Персиковый сад (сборник) - страница 4



– А за то, мой мальчик, что княгиня его полюбила.

– Ну так что?

– Как «что»? – теряется бабушка. – Чай, она была мужняя жена.

– Ну? – не понимаю я.

– Вот тебе и «ну»! – сердится она. – Грех, поди.

– Почему грех-то?

– Охти тебя! Вырастешь – узнаешь.

Ну и ладно. Не хочет говорить – не надо. Песню я все равно люблю. Виделся мне Ванюша в образе нашего деревенского плотника Мити. Тоже голова кудрявая, идет – шапка на затылке, лихо так сидит, а ветер волосы развевает. И терем я видел, в котором «свет-княгиня» жила. Представлялся он мне той избушкой в березовой рощице, залитой тихим предзакатным светом. А наличники у терема были кружевные, как на окнах дома у Мити-плотника.

Печально и светло от тех песен. А еще – стихи. Старые. Таких в книжках теперь нет.

Город чудный, город древний,
Ты вместил в свои концы
И посады, и деревни,
И палаты, и дворцы!
Опоясан лентой пашен,
Весь пестреешь ты в садах;
Сколько храмов, сколько башен
На семи твоих холмах!..
Ф.Н. Глинка. Москва

Нараспев читает бабушка, и встают передо мной в темноте яркие картины никогда не виданной Москвы, и жжет в груди то от неясной тоски, то от острой жалости.

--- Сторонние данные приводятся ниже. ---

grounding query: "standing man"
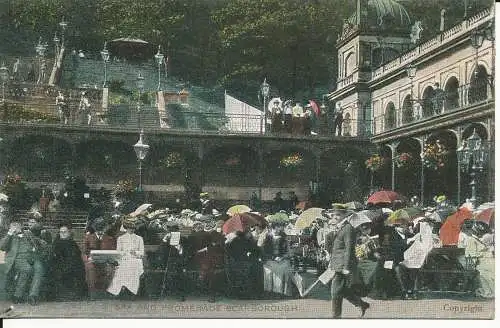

Это когда про Стеньку Разина.

Вот и помост перед Стенькой…
Разин бровью не повел.
И наверх он по ступенькам
Бодрой поступью взошел.

Это ж надо! Ведь на казнь ведут! И не страшно ему? А может, и страшно, только он такой, Стенька-то, сильный и гордый.

Поклонился он народу,
Помолился на собор…
И палач в рубахе красной
Высоко взмахнул топор…

У меня перехватывает горло. Но я еще креплюсь.

«Ты прости, народ крещеный!
Ты прости-прощай, Москва…»
И скатилась с плеч казацких
Удалая голова.
И.З. Суриков. Казнь Стеньки Разина

Тут я плачу. Тихонько, чтобы бабушка не услыхала. В темноте она не видит, как слезы горохом катятся по моим щекам.

– Еще, бабушка, еще!

Она кладет руку мне на голову:

– Что же тебе еще рассказать, мой мальчик?

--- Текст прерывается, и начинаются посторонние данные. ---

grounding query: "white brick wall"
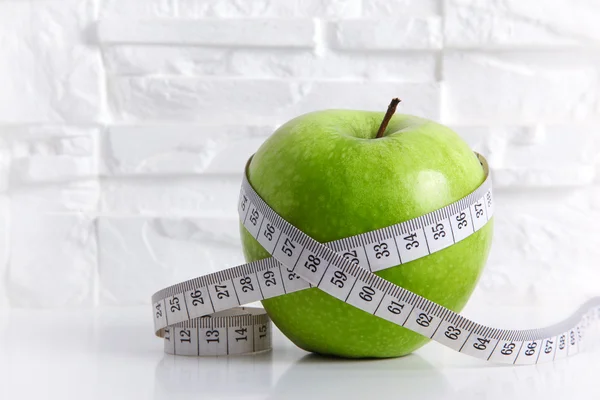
[0,0,600,307]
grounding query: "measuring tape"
[152,154,600,364]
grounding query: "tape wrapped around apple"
[240,99,493,358]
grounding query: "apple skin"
[240,110,493,358]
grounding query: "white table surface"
[0,307,600,400]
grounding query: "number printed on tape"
[152,155,600,364]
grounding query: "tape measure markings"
[153,155,600,364]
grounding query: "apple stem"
[375,97,400,139]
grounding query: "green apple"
[240,104,492,358]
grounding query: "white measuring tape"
[152,155,600,364]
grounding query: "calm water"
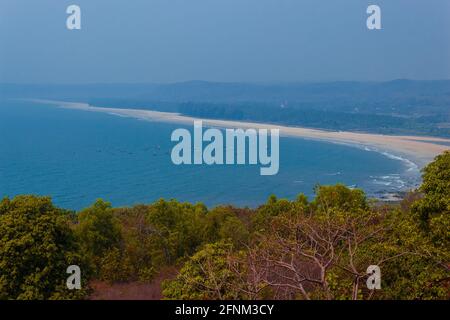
[0,101,418,209]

И рассказывает, рассказывает. Поет своим старческим голосом…

В ту пору в деревне пели часто. Мужики, конечно, по праздникам, а бабы – и за работой. Не только когда лен трепали. Помню, с поля возвращаются – грабли на плечах – и поют, громко, заливисто. А то прибежишь, бывало, к бабушке за гривенником на кино, а ее звено снопы вяжет – золотые, тяжелые. Наставлено их домиками видимо-невидимо. Солнце садится. И свет над полем несказанный. И песни. Далеко разносятся они над жнивьем. Вспомнишь – и щемит, щемит в груди. Сладкая и чистая боль. Не боль даже, а нечто такое, что и словами не высказать…

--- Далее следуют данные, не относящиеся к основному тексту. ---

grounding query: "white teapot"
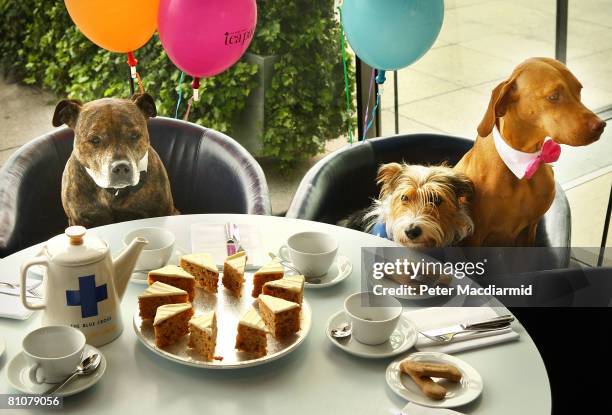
[20,226,147,346]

– Так что спеть тебе, мой мальчик?

– Про Ваньку спой, про Ваньку-ключника.

– Ну, слушай…

«Наслещики»

По большим праздникам – на Рождество, на Пасху – дома у нас собиралось множество старушек из окрестных деревень. «Наслещики» – называла их бабушка, и я думал, что это от слова «наследить». После гостей оставался в доме беспорядок, хотя были старушки все чистенькие и аккуратные, ничего не ели, только пили чай из самовара с твердыми, как камень, баранками. Как-то спросил я у бабушки про эти «следы». А она рассмеялась:

– Полно, что ты, да какие от них следы?

– А почему тогда «наслещики»?

– Ночуют у нас, вот и наслещики. И мама моя, Царство ей Небесное, помню, тоже всегда так их называла.

Все же я эту загадку разгадал. Только позже. В школу уже ходил и однажды в каком-то рассказе наткнулся на слово «ночлежка». Тут и выстроилось в голове: «ночлежка» – «ночлежники» – «ноч лещики» – «наслещики». То есть те, кого пускают в дом переночевать.